Quotes from Industry
Nanno Kleiterp, Chairman of & Green’s Board of Directors, &Green said: “We’re working on the most difficult and complex commodities, and that’s where we want to make an impact. Ultimately, we want to show that inclusive, sustainable and deforestation-free commodity production can be commercially viable.”
Nick Moss, Director, AGRI3 Fund said: “Scaling business models which promote sustainability and conservation in the land use sector requires the mobilisation of significant amounts of capital. Joining IFACC, we see a huge opportunity to be able to build on our current work, develop new partnerships and initiatives and share knowledge, with the overall aim of mobilising more finance into sustainable land use in the Amazon and Cerrado region. AGRI3 will contribute to the overall aims of IFACC by providing guarantees to commercial lenders to support loans to eligible sustainable land use projects in the region.”
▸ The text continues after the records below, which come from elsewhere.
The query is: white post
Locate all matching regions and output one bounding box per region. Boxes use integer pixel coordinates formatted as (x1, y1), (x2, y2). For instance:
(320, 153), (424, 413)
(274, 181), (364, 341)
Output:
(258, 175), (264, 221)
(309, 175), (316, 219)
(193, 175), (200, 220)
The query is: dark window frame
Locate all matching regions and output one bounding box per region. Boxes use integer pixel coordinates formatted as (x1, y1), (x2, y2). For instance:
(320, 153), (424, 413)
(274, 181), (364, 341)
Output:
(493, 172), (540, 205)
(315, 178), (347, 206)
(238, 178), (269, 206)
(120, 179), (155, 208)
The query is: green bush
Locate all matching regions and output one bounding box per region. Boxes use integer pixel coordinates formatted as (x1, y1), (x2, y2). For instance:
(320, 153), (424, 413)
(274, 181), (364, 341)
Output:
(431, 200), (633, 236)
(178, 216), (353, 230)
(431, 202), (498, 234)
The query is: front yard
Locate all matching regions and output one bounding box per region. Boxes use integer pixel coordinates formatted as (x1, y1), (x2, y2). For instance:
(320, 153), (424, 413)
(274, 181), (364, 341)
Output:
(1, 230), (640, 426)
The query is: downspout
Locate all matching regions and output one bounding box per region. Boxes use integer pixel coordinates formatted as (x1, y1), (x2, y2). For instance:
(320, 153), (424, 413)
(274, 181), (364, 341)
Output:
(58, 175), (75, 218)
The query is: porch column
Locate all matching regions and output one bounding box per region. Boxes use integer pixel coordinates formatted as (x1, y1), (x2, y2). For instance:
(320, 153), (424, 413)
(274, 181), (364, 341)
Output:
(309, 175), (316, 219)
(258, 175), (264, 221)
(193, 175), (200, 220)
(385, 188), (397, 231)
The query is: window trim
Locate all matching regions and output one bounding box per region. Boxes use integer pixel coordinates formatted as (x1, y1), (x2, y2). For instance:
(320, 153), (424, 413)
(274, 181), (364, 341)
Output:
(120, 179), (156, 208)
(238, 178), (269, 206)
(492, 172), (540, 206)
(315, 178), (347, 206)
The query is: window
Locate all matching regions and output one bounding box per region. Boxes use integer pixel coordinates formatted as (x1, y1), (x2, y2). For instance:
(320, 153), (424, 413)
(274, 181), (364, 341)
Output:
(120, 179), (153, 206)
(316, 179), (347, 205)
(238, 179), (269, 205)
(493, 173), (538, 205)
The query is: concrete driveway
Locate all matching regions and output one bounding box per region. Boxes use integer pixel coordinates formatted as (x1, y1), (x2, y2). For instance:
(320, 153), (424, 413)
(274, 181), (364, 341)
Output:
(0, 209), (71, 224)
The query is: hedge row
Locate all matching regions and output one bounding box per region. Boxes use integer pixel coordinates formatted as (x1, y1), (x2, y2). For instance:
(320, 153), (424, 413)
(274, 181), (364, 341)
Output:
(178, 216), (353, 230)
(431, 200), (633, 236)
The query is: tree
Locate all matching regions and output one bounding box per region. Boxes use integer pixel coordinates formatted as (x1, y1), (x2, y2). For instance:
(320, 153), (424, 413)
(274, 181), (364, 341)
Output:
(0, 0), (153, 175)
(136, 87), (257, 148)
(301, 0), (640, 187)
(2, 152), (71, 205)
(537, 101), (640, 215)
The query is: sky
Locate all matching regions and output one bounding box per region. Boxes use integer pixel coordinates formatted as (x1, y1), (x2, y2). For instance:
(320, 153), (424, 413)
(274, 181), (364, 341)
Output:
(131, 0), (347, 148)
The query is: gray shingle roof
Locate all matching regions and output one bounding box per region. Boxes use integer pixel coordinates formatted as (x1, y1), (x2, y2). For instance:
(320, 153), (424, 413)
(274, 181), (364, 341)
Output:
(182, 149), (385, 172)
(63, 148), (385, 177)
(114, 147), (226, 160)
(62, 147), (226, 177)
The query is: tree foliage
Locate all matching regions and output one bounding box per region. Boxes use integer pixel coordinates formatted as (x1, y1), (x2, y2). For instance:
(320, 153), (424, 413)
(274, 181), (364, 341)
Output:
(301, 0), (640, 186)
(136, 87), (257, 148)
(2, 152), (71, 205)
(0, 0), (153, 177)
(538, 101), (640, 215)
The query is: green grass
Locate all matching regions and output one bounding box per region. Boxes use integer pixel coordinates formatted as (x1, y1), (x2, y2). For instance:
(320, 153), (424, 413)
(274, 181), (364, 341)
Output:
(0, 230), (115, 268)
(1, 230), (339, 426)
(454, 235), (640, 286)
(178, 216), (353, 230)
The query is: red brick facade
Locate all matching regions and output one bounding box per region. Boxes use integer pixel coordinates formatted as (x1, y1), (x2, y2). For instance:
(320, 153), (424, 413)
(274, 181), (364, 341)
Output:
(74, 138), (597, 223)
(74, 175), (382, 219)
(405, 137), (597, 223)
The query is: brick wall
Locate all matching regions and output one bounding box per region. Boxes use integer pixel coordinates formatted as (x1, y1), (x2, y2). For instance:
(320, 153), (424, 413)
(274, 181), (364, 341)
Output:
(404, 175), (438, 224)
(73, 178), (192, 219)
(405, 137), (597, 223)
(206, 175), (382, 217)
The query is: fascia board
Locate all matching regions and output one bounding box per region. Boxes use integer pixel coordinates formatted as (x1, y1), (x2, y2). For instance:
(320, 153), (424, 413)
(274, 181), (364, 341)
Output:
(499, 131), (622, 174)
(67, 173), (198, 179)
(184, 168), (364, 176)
Fernanda Mello, CEO, DuAgro said: “Becoming a signatory to IFACC encourages us to set firm goals regarding our role in this new world. We will use our market experience and our privileged position, of those who deal with the entire agri chain and the investors who finance it, to map and engage green bond issuance opportunities in Brazil. By 2022, we intend to issue a minimum of R$30 million in green bonds. By 2025, 30% of the entire financial volume of our operations will be compliant with the IFACC requirements, and over the next five years, the percentage is expected to reach at least 35%.”
João Paulo Pacífico, CEO, Grupo Gaia said: “We are very honoured to be one of the IFACC’s signatories and to contribute to such an important environmental issue. In a few years, we will look back and wonder how some companies have not signed the IFACC declaration, a commitment that is extremely urgent for the world.”
José Pugas, Partner and Head of ESG and Agribusiness at JGP Crédit, said: “We, financial leaders, have a duty to consciously use our capacity for transformation through capital, acting proactively to accelerate the transition towards the green economy. By joining IFACC, we at JGP are investing our efforts in the belief that initiatives like this, which combine the productive stimulus with the need for environmental restoration, will be able to generate the greatest impact and carry out the social function of capital more effectively.”
Pedro Moura Costa, CEO, Sustainable Investment Management, said: “Through our innovative financial approaches, we provide financial incentives to farmers, committed to halting deforestation associated with expansion of soy cultivation in the Brazilian Cerrado. The Responsible Commodities Facility will create a series of debt funds, capitalized through the issuance of green bonds, to direct finance to sustainable agricultural practices in the region, contributing to the objectives of IFACC.”
Daniel Vennard, Chief Sustainability Officer of Syngenta, said: “One of the most impactful transformations we can make in global agriculture is reclaiming degraded farmland. In Brazil, we are working with The Nature Conservancy, farmers, and other stakeholders to recover 1 million hectares of degraded pastureland in the Cerrado, including an affordable credit line for farmers to finance the investment. Achieving our goal will require $2 billion of investment – which is why it is crucial for international groups and investors to collaborate through initiatives like IFACC.”
Martha De Sa, CEO, VERT said: “In addition to setting objective goals, such as the issuance of at least R$100 million in green bonds yet next year, VERT is committed to working for the education of the market in which it operates: on one hand, encouraging the adjustment of rural producers to the parameters of IFACC, and on the other, promoting the availability of good greens for impacting investors.”